To explore and expand further, the following key themes will help guide the regulatory agenda - meaningful transparency, international collaboration, sustainability and benefits/harms/uncertainties.

Transparency

The era of the internet, with such ready access to information from a multitude of sources, has provided the public with the capability to search for and find information that they feel is important to the management of their health and well-being. In this day and age the regulator needs to provide current, accurate and unbiased information to enhance and build its role as a trusted source of information. The current regulatory system pre-dated the internet and the information revolution, and was not designed to manage an open and transparent interchange of information. As a result, most of the existing provisions were designed to support printed material traditionally seen on a product label. Canadians also want to better understand the decision-making process undertaken by the regulator. Health Canada must provide greater and more meaningful transparency by enabling easier access to information, as well as providing information in a format that is easy to understand and provides value to the end user - whether the Canadian public, patient or health care provider, domestic or international partner, or regulated party. New abilities available to the regulator supported by new obligations placed on the regulated parties will enable more meaningful and more open information exchange under the new regulatory system.
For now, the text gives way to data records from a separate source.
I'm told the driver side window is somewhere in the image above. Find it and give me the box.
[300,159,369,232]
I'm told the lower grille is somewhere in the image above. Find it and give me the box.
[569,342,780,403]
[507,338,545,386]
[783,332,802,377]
International Collaboration

Canadian regulators and scientists are highly respected worldwide and have contributed greatly towards the goal of greater international collaboration. Participation with international partners, through intergovernmental exchanges or through forums such as the World Health Organization (WHO) and the Joint FAO/WHO Expert Committee on Food Additives (JECFA), the International Conference on Harmonization (ICH) and the Global Harmonization Task Force (GHTF) to name a few, has resulted in the creation and adoption of standards and processes, such as the use of the Common Technical Document (CTD and eCTD). This important collaborative work brings efficiencies to the regulatory system, while enhancing the high level of oversight for the foods and health products that Canadians consume and use. The use of Mutual Recognition Agreements (MRAs) and Memoranda of Understanding (MOUs) have already resulted in the sharing of the global regulatory workload. Implementation of the Roadmap will build upon these successes, converging in an even greater level of cooperation. Regulatory amendments will be designed to allow for greater information sharing, common registries, common application filings, joint reviews and other work sharing arrangements, where appropriate and when it is in the best interests of Canadians. Many of these concepts are already used or being piloted, and the circumstances to promote even greater global collaboration are ideal.

Sustainability

Canadian regulators, in common with international partners, have access to a finite pool of resources in order to accomplish their duties. All regulators face the challenge of managing their resources in a way that sustains an appropriate level of oversight for existing products, yet is responsive to advances in science and changes in the marketplace. At a certain point, the traditional means of regulating becomes an inevitable restraint to this challenge. Reform of the regulatory system, while moving towards greater global cooperation, will provide a means for the regulator to regain and maintain sustainability and flexibility.

Benefit, Harms and Uncertainty

The regulation of food and health products is based on the principle that the product's benefit must exceed any potential harm, with a reasonable degree of certainty.  Benefit may be loosely defined as any intended useful, positive effect obtained, whereas harm is any unintended effect that may cause injury or diminish human health in any way.   Benefit and harm are not absolute, and regulators recognize that uncertainties exist with respect to both the benefit and harm that may result from being exposed to a food or health product.  Tolerance for harm and uncertainty is inextricably linked with the benefit that a product may provide.

Clearly, no harm should be expected from foods that Canadians consume and the regulatory system for food is designed with this premise in mind.  However, there are foods that may cause harm to certain populations, for example through allergic reactions.  Among other things, food additives as well as false health claims for foods also have the potential to lead to harms. The potential for harm in these instances can be controlled through diligent scientific assessment, mitigations by setting consumption limits, developing standards and labelling requirements, or when necessary prohibiting the sale or use of certain substances, or the making of certain claims.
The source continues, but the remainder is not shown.